Voici l'aspect souvent oublié dans la gestion des vulnérabilités : l'univers des CVE est immense, et la grande majorité ne concernera jamais l'environnement spécifique de votre client.

Ce contraste ne signifie pas « ignorez tout le reste ». Il signifie que :

La gravité n'équivaut pas au risque

Un score CVSS indique à quel point une situation pourrait être grave sous certaines hypothèses. Il n'indique pas la probabilité qu'elle soit exploitée dans les jours ou semaines à venir.

C'est pourquoi des modèles comme EPSS existent : ils estiment la probabilité d'exploitation à partir de signaux et de tendances observés.
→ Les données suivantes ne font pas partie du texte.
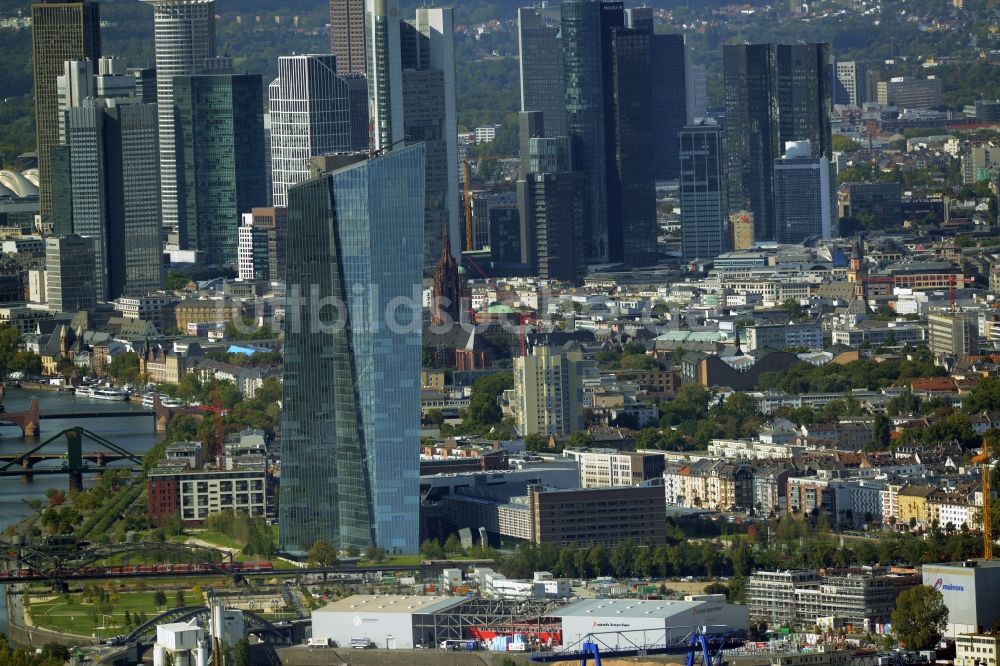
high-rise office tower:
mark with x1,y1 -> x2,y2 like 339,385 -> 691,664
365,0 -> 403,151
45,235 -> 97,312
560,0 -> 612,262
517,7 -> 566,136
608,28 -> 657,266
171,74 -> 267,265
267,55 -> 368,206
774,141 -> 837,243
679,121 -> 728,261
723,44 -> 833,240
330,0 -> 365,74
518,137 -> 589,282
143,0 -> 215,241
625,7 -> 694,181
365,0 -> 461,266
31,0 -> 101,216
53,58 -> 163,300
243,207 -> 288,282
280,145 -> 425,553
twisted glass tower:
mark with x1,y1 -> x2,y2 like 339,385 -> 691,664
280,144 -> 426,553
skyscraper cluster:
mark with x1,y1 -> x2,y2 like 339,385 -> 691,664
518,0 -> 691,272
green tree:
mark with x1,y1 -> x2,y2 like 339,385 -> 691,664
7,351 -> 42,375
306,539 -> 338,567
0,324 -> 21,376
892,585 -> 948,650
365,544 -> 387,564
420,539 -> 444,560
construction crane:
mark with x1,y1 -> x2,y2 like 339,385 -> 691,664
462,155 -> 500,252
972,438 -> 993,560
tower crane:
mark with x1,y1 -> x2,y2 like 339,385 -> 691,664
972,438 -> 993,560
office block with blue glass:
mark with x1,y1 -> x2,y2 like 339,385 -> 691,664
280,144 -> 425,553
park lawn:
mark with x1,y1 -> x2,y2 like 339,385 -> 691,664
28,589 -> 201,637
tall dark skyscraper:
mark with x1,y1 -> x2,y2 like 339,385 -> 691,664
679,122 -> 728,261
365,0 -> 462,267
608,28 -> 657,266
31,1 -> 101,216
280,144 -> 425,553
560,0 -> 612,262
173,74 -> 267,264
330,0 -> 365,74
517,7 -> 566,136
625,7 -> 694,181
723,44 -> 833,240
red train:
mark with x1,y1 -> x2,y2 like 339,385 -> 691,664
6,562 -> 274,578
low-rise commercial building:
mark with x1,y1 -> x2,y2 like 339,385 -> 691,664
563,449 -> 664,488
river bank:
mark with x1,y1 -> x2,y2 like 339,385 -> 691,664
0,384 -> 162,642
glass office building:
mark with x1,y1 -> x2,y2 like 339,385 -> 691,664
678,122 -> 728,261
722,44 -> 833,240
280,144 -> 425,553
172,74 -> 267,265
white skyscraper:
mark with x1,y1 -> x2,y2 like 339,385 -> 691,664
268,54 -> 367,206
143,0 -> 215,241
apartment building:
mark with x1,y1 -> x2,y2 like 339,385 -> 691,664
747,567 -> 921,627
743,324 -> 823,351
147,456 -> 269,525
563,448 -> 664,488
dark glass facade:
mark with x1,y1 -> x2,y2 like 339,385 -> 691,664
173,74 -> 267,264
560,0 -> 612,262
517,7 -> 566,136
723,44 -> 833,240
280,144 -> 425,553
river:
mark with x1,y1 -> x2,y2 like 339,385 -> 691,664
0,389 -> 160,632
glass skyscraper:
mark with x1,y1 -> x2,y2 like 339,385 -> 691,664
678,122 -> 728,261
280,144 -> 425,553
172,74 -> 267,265
144,0 -> 215,241
517,7 -> 566,136
723,44 -> 833,240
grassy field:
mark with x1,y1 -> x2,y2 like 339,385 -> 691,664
28,589 -> 201,637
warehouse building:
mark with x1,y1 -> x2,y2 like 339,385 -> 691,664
312,595 -> 466,650
550,595 -> 750,649
922,560 -> 1000,638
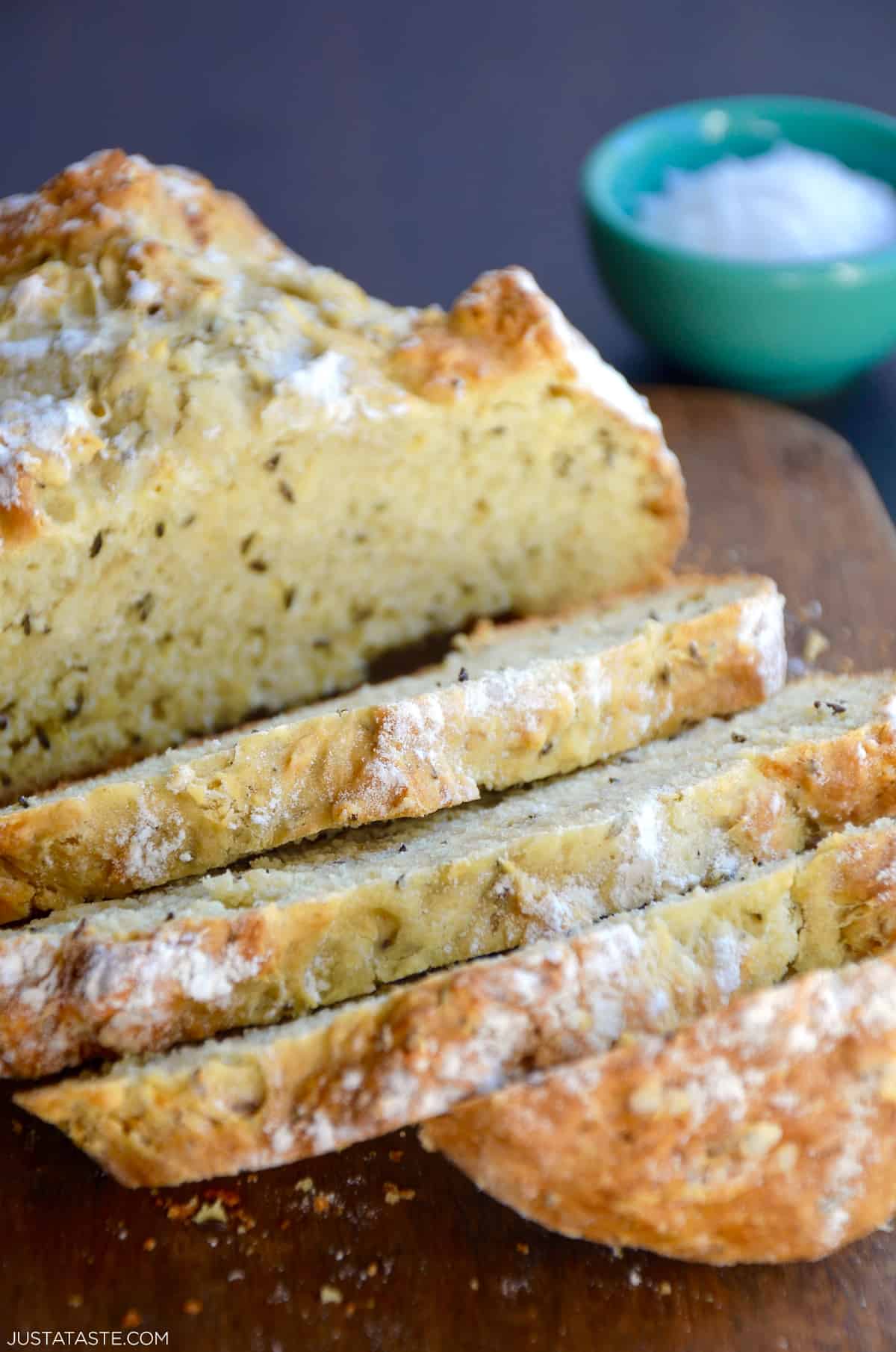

La documentation EPSS du FIRST montre que l'activité d'exploitation tend à se concentrer sur un petit sous-ensemble des CVE publiés (leur exemple indique environ 2,7 % avec une activité d'exploitation observée sur une fenêtre de 30 jours) ( https://www.first.org/epss/model).

Et les rapports de menace continuent de montrer que l'exploitation constitue un vecteur d'accès initial majeur, mais là encore concentré là où les attaquants obtiennent le meilleur retour sur investissement. Le rapport DBIR 2025 de Verizon met en évidence l'exploitation des vulnérabilités comme l'un des principaux vecteurs de compromission (20 %) et note une augmentation significative d'une année sur l'autre (https://www.verizon.com/about/news/2025-data-breach-investigations-report).

Donc oui : les vulnérabilités comptent. Mais pas de manière égale, et pas toutes en même temps.

4. Pourquoi « moins de vulnérabilités » peut mener à de meilleurs résultats en sécurité

Une liste massive de constats crée trois problèmes prévisibles :

1) Le bruit enterre le signal

Quand tout paraît urgent, plus rien ne l'est vraiment. Les équipes consacrent leur énergie à trier des éléments techniquement valides mais concrètement sans importance.

2) Le temps est consacré à ce qui est facile, pas à ce qui est risqué

Sans contexte métier, la remédiation devient un concours de popularité du correctif : « le CVSS le plus élevé en premier », même si le système concerné n'est pas critique ou n'est pas accessible.

3) Le reporting devient performatif

Vous finissez par prouver que vous avez travaillé dur, au lieu de prouver que vous avez réduit le risque.

Une approche basée sur le risque inverse cette logique :

  • Se concentrer sur ce qui est exploitable, accessible et substantiel
  • Relier les constats à l'impact métier
  • Rendre la remédiation mesurable, explicable et auditable

 C'est ainsi que la gestion des vulnérabilités devient durable, et non héroïque.

5. Ce que les partenaires peuvent attendre de Lighthouse

Avec la nouvelle fondation de scan et l'approche basée sur le risque, les partenaires bénéficieront de :

  • Une meilleure visibilité sur le risque métier (en complément des niveaux de gravité technique)
  • Des résultats de scan plus pertinents, réduisant les efforts inutiles
  • Une remédiation plus efficace, car les actions sont priorisées selon le risque réel et le contexte métier
  • Des preuves de conformité plus solides, car les décisions et actions peuvent être expliquées et rattachées aux exigences de gouvernance

C'est ainsi que nous donnons un sens concret à notre mission :

« La gouvernance et la résilience numériques à portée de main. »

Et à notre vision :

« Donner aux décideurs les informations nécessaires pour sécuriser, mettre en conformité et optimiser leur activité. »

6. En résumé

Notre objectif n'est pas de montrer davantage de constats.

Notre objectif est de montrer les bons constats, au bon moment, dans le bon contexte, afin que les partenaires et clients puissent consacrer leur temps limité là où il réduit le plus le risque.

Si vous avez l'habitude de scanners qui affichent fièrement « 10 000 problèmes détectés », ce changement peut sembler contre-intuitif au premier abord.

Mais en pratique, moins de bruit + plus de pertinence = de meilleures analyses + une réduction plus rapide du risque.

Et c'est exactement la direction que prend Lighthouse.